By now, the import definition should look like this (with your appropriate connection information):

<import log="import.log bad="import.bad"> 
  <connection type="jdbc"> 
     <property name="driver" value="oracle.jdbc.driver.OracleDriver"/> 
     <property name="url" value="jdbc:oracle:thin:@localhost:1521:orcl"/> 
     <property name="username" value="scott"/> 
     <property name="password" value="tiger"/> 
  </connection> 
  <entity table="employee" source="employee.csv">
    <delimiter type="csv"> 
      <property name="columnDelimiter" value=","/> 
    </delimiter> 
    <column name="id"></column>
    <column name="firstname"></column>
    <column name="lastname"></column>
    <column name="jobdescription"></column>
    <column name="managerid"></column>
    <column name="startdate" SQLType="DATE"></column>
    <column name="salary"></column>
    <column name="department"></column>
  </entity> 
</import>

Sample XML for Tutorial 6

Since there is a custom import engine, you will have to include it in the classpath before you run the import (the jar file 'jdbcimporter-samples.jar' under the directory 'lib' contains the custom import engine).

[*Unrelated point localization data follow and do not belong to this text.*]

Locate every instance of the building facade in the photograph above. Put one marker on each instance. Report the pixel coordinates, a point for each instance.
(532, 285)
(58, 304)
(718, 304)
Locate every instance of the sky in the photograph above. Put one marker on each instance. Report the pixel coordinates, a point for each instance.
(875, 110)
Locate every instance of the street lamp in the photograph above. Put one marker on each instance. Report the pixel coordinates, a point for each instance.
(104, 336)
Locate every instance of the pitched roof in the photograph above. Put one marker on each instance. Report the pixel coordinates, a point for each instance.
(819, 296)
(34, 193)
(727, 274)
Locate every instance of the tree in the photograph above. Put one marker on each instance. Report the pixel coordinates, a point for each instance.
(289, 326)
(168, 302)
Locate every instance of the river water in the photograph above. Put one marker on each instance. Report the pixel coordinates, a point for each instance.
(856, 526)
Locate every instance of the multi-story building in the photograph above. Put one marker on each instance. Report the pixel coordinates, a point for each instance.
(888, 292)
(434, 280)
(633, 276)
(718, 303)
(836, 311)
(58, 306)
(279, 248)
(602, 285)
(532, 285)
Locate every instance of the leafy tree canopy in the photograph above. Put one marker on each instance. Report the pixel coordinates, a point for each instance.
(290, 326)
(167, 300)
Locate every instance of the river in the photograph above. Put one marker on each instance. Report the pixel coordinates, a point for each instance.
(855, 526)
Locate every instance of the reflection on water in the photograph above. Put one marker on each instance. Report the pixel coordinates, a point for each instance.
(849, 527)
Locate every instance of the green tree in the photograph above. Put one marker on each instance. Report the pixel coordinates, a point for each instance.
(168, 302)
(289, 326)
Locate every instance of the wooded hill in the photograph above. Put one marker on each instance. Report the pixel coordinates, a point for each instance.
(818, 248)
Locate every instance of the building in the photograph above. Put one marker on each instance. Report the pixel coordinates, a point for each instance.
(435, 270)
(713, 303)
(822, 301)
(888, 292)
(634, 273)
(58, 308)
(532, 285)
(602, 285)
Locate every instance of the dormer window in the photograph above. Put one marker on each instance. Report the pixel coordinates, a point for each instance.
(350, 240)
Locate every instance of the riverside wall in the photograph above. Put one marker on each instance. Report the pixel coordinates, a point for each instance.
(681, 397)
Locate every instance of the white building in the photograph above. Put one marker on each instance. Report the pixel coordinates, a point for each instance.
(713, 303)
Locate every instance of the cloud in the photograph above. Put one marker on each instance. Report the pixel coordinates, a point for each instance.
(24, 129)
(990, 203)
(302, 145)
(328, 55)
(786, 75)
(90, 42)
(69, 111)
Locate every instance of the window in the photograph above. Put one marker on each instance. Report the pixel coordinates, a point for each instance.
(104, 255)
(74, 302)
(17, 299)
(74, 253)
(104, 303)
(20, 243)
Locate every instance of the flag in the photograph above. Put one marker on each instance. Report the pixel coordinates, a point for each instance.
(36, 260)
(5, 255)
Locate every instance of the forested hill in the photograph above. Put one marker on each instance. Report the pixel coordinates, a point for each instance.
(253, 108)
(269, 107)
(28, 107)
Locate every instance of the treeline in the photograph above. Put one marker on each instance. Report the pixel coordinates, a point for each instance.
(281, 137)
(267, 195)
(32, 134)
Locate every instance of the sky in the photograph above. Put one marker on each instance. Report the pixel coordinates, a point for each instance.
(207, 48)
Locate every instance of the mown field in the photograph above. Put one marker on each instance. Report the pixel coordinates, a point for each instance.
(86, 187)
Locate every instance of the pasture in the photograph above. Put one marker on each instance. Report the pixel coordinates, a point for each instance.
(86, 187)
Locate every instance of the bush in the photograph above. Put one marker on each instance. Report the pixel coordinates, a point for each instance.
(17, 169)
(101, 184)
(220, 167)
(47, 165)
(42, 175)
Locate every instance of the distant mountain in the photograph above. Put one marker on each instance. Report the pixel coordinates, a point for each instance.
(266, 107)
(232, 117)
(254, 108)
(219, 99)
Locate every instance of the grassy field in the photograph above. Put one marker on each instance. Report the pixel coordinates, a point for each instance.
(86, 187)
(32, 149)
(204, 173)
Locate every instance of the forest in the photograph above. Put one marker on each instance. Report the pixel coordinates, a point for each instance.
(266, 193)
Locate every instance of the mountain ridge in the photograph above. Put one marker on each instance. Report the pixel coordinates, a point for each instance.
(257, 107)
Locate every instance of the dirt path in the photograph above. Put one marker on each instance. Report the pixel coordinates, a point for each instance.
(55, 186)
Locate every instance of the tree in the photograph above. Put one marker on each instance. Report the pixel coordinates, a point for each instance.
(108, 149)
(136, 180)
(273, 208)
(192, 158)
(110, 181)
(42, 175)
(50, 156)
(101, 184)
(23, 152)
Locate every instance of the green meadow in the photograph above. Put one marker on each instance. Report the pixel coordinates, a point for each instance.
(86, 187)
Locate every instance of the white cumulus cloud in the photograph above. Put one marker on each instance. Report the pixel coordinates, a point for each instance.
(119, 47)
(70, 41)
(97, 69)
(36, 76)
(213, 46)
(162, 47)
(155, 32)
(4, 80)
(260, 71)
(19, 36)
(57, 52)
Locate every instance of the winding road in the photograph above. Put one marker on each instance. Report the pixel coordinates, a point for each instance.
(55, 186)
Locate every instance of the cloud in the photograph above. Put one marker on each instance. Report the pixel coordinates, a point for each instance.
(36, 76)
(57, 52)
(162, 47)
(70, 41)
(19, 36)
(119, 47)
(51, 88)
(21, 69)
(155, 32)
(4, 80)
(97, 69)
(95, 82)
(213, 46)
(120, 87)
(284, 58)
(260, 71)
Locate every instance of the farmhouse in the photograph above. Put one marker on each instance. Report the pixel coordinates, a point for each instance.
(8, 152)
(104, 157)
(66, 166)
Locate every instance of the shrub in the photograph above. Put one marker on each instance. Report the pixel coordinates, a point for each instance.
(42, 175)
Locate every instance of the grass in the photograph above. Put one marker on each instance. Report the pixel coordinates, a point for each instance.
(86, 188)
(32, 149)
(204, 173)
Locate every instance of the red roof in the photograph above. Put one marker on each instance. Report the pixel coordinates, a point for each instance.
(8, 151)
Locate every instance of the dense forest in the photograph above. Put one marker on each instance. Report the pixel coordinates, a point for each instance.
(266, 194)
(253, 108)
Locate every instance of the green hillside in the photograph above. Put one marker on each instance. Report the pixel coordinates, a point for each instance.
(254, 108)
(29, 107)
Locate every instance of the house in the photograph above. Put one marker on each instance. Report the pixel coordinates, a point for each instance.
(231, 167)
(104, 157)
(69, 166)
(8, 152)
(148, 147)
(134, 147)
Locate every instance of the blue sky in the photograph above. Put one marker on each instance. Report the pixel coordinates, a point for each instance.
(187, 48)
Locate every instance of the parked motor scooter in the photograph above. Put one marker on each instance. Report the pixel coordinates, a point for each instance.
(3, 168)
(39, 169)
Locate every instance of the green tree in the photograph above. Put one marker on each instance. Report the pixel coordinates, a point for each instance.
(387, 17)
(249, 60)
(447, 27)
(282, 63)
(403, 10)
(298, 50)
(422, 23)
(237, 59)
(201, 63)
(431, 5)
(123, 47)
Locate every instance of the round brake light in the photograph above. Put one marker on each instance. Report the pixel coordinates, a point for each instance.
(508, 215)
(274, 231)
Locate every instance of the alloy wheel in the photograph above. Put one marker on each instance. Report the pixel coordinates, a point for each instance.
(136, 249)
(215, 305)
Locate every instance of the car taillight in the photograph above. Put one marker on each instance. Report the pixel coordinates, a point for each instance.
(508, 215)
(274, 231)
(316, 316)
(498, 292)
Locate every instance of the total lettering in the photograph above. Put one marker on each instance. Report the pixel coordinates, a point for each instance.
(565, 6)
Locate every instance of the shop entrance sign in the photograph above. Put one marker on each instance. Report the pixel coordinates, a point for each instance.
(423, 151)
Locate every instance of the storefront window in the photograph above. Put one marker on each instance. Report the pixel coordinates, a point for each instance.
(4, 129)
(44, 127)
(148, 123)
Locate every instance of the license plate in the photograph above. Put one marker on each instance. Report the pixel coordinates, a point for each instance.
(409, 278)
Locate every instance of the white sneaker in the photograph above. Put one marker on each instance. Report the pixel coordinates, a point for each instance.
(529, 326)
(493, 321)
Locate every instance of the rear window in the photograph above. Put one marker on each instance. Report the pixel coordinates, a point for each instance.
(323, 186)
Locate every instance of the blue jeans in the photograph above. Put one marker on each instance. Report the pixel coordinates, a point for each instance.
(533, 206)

You must also define a system property 'jdbcimporter.engine' that defines the class name of the custom import engine. You can run the import by issuing the following command (assuming that the import definition is in the current directory and is called 'import.xml'):

java -Djdbcimporter.engine=samples.importengine.UpdateEngine net.sourceforge.jdbcimporter.Importer import.xml

If all goes well then the two log files should be created. In the normal log file there should be an informational message indicating that all rows were imported. In the bad log file there should be a heading for the import table.

Generating an Error

Because all rows were imported successfully, there was no error messages. To generate an error message, change the employee.csv file to have an invalid record. For example, if you change line 48, so that the second column is 'Butterfield' instead of 'Preston', the import will fail for this line. After running the import, the normal log file should contain a message indicating that 74 out of 75 rows were imported and a linenumber/stack trace for the invalid row. The invalid line 48 should be written into the bad log file.